I recently had a conversation with a friend of mine who told
me that her biggest fear was that her son would someday became a drug addict.
She explained how she had seen it happen too many times before; good kids go
bad because of one simple misuse of some drug that then takes over their life,
destroying it in the process. After she mentioned that she makes her son watch TV
specials and movies that could instill in his mind an avoidance of drugs, I
immediately recommended Requiem for a
Dream. If ever there was a movie that teenagers should see, it’s this one.
Not that it won’t do anything for older viewers, too. It is brutally universal.
Based on a novel by Hubert Selby, Jr. that I have put off
reading for far too long, the film concerns circumstantial day-to-day events,
rather than following a large narrative. Harry (Jared Leto) and Tyrone (Marlon
Wayans) are seen at the beginning of the movie stealing Harry’s mom’s TV set to
sell for heroin money. They have big plans for their future, hoping to raise
enough money peddling small-time drugs to purchase a large amount of hard stuff
and be set for life. In on the set-up is Jared’s girlfriend Marion (Jennifer
Connelly), who wants to open a fashion shop with her parent’s allowance, but
keeps spending it all on her addictions. Then there’s the mother Sarah Goldfarb
(Ellen Burstyn), middle-aged and overweight, who receives a phone call
erroneously announcing that she has been chosen to appear on a TV show.
Obsessed with losing weight for her debut, she is prescribed diet pills by a
careless doctor that gradually drive her insane.
Director Darren
Aronofsky’s previous screen credit was the extremely low budget thriller Pi, which got him widespread critical
acclaim and the chance to create something with larger funds. His choice to make
this movie must have derived from the same passionate drive that fueled Pi and made it so riveting, even in its
cheapness. It is very evident throughout the film that he cares about it and the
effect it will have on those who see it. He places his story in reality and
films it slightly off-kilter, creating an unease in the viewer and giving the
picture a nightmarish effect. The result is one of the single most powerful movies
I have ever seen. To watch it is to see genius at work.
The entire cast is incredible, mostly because they are so
natural in their roles that we never question them. There are numerous scenes
that could have been handled with a typical Hollywood melodrama that would have
been disastrous. All the little moments of hardship and heartache are played with
a deceptive simplicity.
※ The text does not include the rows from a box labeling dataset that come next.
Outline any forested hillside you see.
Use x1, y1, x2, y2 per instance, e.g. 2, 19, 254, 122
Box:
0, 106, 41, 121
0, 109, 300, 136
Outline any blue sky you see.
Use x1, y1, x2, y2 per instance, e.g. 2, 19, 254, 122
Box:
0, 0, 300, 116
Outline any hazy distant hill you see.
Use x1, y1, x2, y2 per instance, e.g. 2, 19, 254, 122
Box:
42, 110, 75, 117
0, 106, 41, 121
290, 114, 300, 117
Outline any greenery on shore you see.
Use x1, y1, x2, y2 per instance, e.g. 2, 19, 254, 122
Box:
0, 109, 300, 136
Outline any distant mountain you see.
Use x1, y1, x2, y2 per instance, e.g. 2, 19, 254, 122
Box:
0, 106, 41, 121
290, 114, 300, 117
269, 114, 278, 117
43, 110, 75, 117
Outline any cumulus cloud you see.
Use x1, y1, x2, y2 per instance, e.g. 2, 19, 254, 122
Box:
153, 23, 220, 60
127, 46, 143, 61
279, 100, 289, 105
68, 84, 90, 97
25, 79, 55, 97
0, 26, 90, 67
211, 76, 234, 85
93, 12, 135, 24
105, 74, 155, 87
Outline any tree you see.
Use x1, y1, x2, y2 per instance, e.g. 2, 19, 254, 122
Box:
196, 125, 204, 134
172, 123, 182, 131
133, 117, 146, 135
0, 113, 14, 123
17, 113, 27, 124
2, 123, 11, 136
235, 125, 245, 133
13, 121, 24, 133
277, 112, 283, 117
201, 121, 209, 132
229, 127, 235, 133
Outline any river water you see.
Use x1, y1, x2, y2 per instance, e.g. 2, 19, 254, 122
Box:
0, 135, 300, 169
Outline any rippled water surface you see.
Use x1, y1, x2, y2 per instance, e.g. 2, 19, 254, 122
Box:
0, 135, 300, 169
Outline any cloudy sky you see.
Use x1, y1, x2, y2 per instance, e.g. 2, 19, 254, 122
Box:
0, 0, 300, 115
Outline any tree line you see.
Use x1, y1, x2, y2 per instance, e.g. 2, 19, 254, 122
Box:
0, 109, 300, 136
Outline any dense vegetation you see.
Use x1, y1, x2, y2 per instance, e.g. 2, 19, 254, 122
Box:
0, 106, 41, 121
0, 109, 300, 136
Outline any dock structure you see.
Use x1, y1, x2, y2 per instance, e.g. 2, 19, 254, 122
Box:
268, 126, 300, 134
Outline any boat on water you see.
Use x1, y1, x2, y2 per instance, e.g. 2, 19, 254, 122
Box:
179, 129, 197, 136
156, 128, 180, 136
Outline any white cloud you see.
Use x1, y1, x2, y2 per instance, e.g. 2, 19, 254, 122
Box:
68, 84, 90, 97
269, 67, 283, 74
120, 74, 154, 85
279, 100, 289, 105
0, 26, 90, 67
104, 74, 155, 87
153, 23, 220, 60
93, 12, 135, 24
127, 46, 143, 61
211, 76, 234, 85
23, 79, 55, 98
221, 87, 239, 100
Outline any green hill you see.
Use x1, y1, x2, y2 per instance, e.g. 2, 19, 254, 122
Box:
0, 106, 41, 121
Characters act, react, talk and move like real people,
not scripted characters. Leto’s desperate aggressiveness, Wayan’s surprising
restraint and Connelly’s brave submissiveness are all stand-outs, but Ellen
Burstyn’s performance is the highlight of not just this movie, but her entire
career. I could never sufficiently describe the potency of her acting here and
it stands as one of my all-time favorite film performances. Notice during her
monologue about the red dress that the camera drifts slightly off-center. This
is because the operator had been crying and fogged up the lens.
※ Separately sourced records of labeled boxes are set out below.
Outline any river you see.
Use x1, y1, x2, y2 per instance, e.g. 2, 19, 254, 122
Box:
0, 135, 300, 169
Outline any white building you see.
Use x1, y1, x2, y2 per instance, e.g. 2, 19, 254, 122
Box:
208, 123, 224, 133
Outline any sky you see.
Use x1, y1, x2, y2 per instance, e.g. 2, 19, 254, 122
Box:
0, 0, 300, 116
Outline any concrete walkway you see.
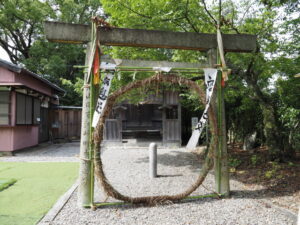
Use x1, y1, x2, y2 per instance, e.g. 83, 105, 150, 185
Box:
0, 143, 296, 225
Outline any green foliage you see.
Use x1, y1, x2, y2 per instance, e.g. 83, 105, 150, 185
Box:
265, 162, 282, 179
0, 0, 300, 159
0, 178, 17, 191
228, 158, 242, 168
0, 162, 78, 225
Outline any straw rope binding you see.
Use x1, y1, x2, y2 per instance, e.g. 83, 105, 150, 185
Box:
93, 73, 217, 206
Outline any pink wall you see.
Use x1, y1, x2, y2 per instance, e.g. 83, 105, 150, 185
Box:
15, 74, 52, 96
10, 91, 17, 126
0, 126, 39, 151
0, 67, 15, 83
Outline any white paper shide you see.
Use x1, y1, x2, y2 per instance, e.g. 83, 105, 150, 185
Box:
186, 69, 218, 150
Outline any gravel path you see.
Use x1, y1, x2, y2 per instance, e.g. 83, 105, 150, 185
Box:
51, 148, 295, 225
0, 142, 80, 162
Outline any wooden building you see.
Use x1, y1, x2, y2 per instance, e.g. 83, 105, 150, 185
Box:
104, 91, 181, 146
0, 59, 65, 152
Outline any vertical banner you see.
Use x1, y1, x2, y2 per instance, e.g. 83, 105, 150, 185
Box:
92, 63, 116, 127
186, 69, 218, 150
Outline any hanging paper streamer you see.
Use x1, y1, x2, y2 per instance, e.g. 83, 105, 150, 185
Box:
92, 70, 115, 127
186, 69, 218, 150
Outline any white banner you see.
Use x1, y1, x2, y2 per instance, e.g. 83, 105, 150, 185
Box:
186, 69, 218, 150
92, 72, 115, 127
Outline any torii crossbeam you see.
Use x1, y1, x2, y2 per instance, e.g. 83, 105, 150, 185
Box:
45, 21, 256, 206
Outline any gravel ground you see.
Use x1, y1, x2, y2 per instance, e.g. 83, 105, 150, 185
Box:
0, 142, 295, 225
51, 148, 295, 225
0, 142, 80, 162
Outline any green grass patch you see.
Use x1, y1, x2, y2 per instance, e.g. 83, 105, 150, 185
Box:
0, 178, 17, 191
0, 162, 78, 225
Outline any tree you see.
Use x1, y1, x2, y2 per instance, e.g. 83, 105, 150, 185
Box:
0, 0, 101, 105
102, 0, 299, 158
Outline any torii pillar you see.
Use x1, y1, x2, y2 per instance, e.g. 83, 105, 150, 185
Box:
45, 22, 256, 206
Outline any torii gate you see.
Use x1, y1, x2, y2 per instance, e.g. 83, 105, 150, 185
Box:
45, 21, 256, 207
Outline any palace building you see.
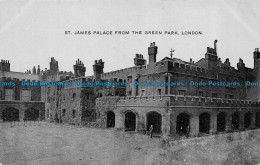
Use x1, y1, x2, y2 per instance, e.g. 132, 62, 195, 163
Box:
0, 41, 260, 137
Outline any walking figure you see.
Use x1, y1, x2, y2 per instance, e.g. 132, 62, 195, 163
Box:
149, 125, 153, 138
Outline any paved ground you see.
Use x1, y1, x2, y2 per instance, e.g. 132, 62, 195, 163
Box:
0, 123, 260, 165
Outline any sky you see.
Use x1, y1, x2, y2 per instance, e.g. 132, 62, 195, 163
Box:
0, 0, 260, 76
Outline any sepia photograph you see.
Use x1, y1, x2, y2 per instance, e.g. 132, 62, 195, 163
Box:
0, 0, 260, 165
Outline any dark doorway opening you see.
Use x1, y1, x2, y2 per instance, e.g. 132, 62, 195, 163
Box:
146, 112, 162, 134
217, 112, 226, 132
199, 112, 210, 134
2, 107, 19, 121
244, 112, 251, 129
176, 113, 190, 135
125, 112, 136, 131
255, 112, 260, 128
24, 108, 39, 121
107, 111, 115, 128
232, 112, 240, 130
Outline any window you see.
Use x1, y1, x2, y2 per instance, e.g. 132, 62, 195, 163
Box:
212, 93, 218, 97
178, 90, 185, 96
62, 109, 66, 116
128, 90, 132, 96
72, 110, 76, 118
157, 89, 162, 96
5, 89, 13, 100
141, 89, 145, 96
127, 76, 132, 83
46, 109, 50, 119
72, 93, 76, 101
21, 90, 31, 101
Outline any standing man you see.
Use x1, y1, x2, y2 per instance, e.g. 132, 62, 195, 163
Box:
149, 125, 153, 138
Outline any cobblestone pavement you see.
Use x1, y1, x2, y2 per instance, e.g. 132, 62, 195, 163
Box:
0, 122, 260, 165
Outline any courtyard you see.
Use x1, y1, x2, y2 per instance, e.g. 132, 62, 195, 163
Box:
0, 122, 260, 165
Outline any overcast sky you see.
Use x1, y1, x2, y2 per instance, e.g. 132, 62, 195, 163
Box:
0, 0, 260, 75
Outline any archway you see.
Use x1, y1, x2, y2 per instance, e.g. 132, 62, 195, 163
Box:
232, 112, 240, 130
244, 112, 251, 129
199, 112, 210, 133
125, 112, 136, 131
176, 113, 190, 135
107, 111, 115, 128
2, 107, 19, 121
146, 112, 162, 134
24, 108, 39, 121
255, 112, 260, 128
217, 112, 226, 132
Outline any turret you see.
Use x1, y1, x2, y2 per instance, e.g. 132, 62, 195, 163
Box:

I will never forget the first time I watched Requiem for a Dream. I have described
the experience as being something like being kicked in the gut until you can’t
stand and then being kicked some more. Part of the impact of the film must be
attributed to Clint Mansell who wrote the electrifying score, which pulsates
throughout with a haunting persistence. The film also uses a unique style of
editing that moves as fast as an action movie and uses such devices as
split-screens, time-lapse photography and cameras actually attached to the
actors they’re pointed at to create the visual versions of getting high (in a
bad way) and going crazy. Where most movies have a total of 500 or 600
different shots, Requiem has over
2,000. There are times when the film is so unsettling, so much an affront on
the senses that we question the validity of what we’re seeing and are dismayed
to discover it’s all real.
The last twenty minutes of the movie have no rival in terms
of emotional intensity. To call this finale depressing would be both an
understatement and a misnomer. As viewers, we don’t want to see the terrors we
are shown, but recognize that there is no other alternative. The characters
have spent the entire film careening towards their own destructions and the
lasting impact of the picture mostly stems from these closing moments. Like the
real side effects of drug addiction, they are too horrible to be believed. It
is the disturbing nature of these last scenes that keep the movie out of the
hands of the people who would most benefit from it. I would say that for a
movie like this, the age at which a young person should view it depends on the
maturity level of that person. In my opinion, if they’re old enough to know
about drugs, they‘re old enough to see what effects they can have.
What makes Requiem for
a Dream a great movie isn’t just that it has a powerful message and great
acting. It has been made with such care and energy that it is fresh and urgent
today, a dozen years after its conception. I believe it is one of the few
modern movies that will prove to be timeless. The difference in reactions to
the film will depend on the individual. I have seen it exactly four times and am
always incredibly moved by it without fail. I remember one critic writing that
at the end of his screening, his hands were bleeding from how tightly he had clenched
them and he hadn’t even realized it. That is one of the more extreme ways one
can react, but I certainly can’t imagine anyone reaching the opposite extreme.
It may not always be pleasant, but nobody can say it didn’t make them care.